EÜ öğrenci ve öğretim elemanlarının oluşturduğu Ege İnisiyatifi, "Ege'den Van'a Soruşturmalara Değil, Eğitim Hakkına İmza" başlıklı kampanya başlattı.
Bugün (12 Aralık) EÜ Edebiyat Fakültesi buluşan ve ellerinde "Canavar gölde değil kampusta" yazılı dövizler taşıyan inisiyatif üyeleri yaptıkları basın açıklamasıyla kampanya hakkında bilgi verdiler.

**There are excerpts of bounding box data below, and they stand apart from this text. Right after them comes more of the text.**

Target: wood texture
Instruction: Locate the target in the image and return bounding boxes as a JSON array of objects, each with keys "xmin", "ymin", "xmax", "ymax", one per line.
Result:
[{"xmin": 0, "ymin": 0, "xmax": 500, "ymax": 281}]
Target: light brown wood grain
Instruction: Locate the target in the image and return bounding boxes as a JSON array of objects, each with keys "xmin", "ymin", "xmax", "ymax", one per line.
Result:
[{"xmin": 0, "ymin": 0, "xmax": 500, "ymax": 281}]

Emek: 2004-2005'te iki binin üzerinde soruşturma açıldı
İnisiyatif adına açıklamayı okuyan Fen Fakültesi öğrencisi Emek Terzi, 2004-2005 öğretim yılından bu yana 600'e yakın öğrenciye iki binin üzerinde soruşturma açıldığı belirtti.

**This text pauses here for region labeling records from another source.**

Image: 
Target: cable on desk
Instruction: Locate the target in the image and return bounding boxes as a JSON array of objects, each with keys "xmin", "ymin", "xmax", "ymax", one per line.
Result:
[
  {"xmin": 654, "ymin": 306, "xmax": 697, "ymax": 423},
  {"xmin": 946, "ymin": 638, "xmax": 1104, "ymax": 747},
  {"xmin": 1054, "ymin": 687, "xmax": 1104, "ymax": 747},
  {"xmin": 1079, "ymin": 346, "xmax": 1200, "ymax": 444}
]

Terzi, "Adli vakalardan beraat eden öğrenciler, üniversite yönetiminin yargı kararlarını uygulamaması sonucu cezalandırıldı. Mahkeme kararlarına rağmen 120 öğrencinin öğrenim kredisi kesilirken 40'ı aşkın öğrenci herhangi bir üniversitede yüksek öğrenim görmekten men edildi" dedi.

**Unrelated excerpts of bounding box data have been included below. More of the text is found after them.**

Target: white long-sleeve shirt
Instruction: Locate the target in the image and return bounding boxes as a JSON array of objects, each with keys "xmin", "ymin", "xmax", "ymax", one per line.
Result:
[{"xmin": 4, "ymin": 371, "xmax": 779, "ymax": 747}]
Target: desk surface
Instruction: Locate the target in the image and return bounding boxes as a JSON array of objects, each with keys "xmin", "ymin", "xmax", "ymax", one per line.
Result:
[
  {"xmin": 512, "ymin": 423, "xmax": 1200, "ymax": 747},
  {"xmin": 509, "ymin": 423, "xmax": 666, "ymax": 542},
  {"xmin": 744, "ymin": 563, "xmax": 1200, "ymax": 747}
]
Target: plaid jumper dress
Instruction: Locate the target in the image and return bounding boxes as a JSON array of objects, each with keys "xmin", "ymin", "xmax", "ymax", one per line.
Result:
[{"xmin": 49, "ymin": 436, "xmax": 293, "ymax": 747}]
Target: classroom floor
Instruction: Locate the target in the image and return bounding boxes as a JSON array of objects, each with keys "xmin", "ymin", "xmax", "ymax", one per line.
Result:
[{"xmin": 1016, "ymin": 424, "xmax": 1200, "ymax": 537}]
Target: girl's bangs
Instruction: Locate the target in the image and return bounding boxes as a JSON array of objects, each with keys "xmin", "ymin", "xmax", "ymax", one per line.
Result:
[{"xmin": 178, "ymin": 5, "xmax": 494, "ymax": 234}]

"Sivil duyarlılığa ihtiyaç var"
Üniversitedeki antidemokratik ve hukuk dışı uygulamaların üniversiteyi akademik yapısından uzaklaştırdığını ve üniversite kampusunu fiziki ve idari anlamda militarize ettiği vurgulayan Terzi, şöyle devam etti:
"Yaşananlar, Kars Kafkas Üniversitesi'nden bir öğrenciye Van Yüzüncü Yıl Üniversitesi yönetimi tarafından soruşturma açılması, ıslıklı protesto ve ideolojik halay gibi absürd sebeplerle soruşturma açılması boyutuna vardı. Üniversite rektörlüğü ve üniversite jandarma karakol komutanlığı işbirliği ile yürütülen bu soruşturma ve ceza sürecinin üç yılı aşkın bir süredir kamuoyu duyarlılığından uzak kalması konuya dair sivil duyarlılığın aciliyetini artırıyor."
Soruşturmalar öğretim elemanlarını da kapsıyor
Terzi, Van dışında daha birçok üniversitede devam eden baskıların yalnızca öğrencileri değil, "soruşturma şiddeti"nin Atilla Yayla ve İzgi Günal örneklerinde olduğu gibi öğretim elemanlarını da kapsadığını belirtti.
"Düşünce özgürlüğü ve söz özerkliğinin birincil korunaklı alanı olması gereken üniversitenin, meşru kabul ettiği söylemin dışında kalan söz, eylem ve düşünceyi akdemi dışı bırakması, üniversitenin içselleştirdiği otoriter zihniyetin önemli bir göstergesi."
Terzi, soruşturmacı zihniyeti kutsayan ve cezai uygulamaları hukuksuzluk boyutunda sürdüren otoriter üniversite yönetimlerini kınadıklarını ifade etti, özgür ve özerk bir üniversite için herkesi duyarlı olmaya çağırdı.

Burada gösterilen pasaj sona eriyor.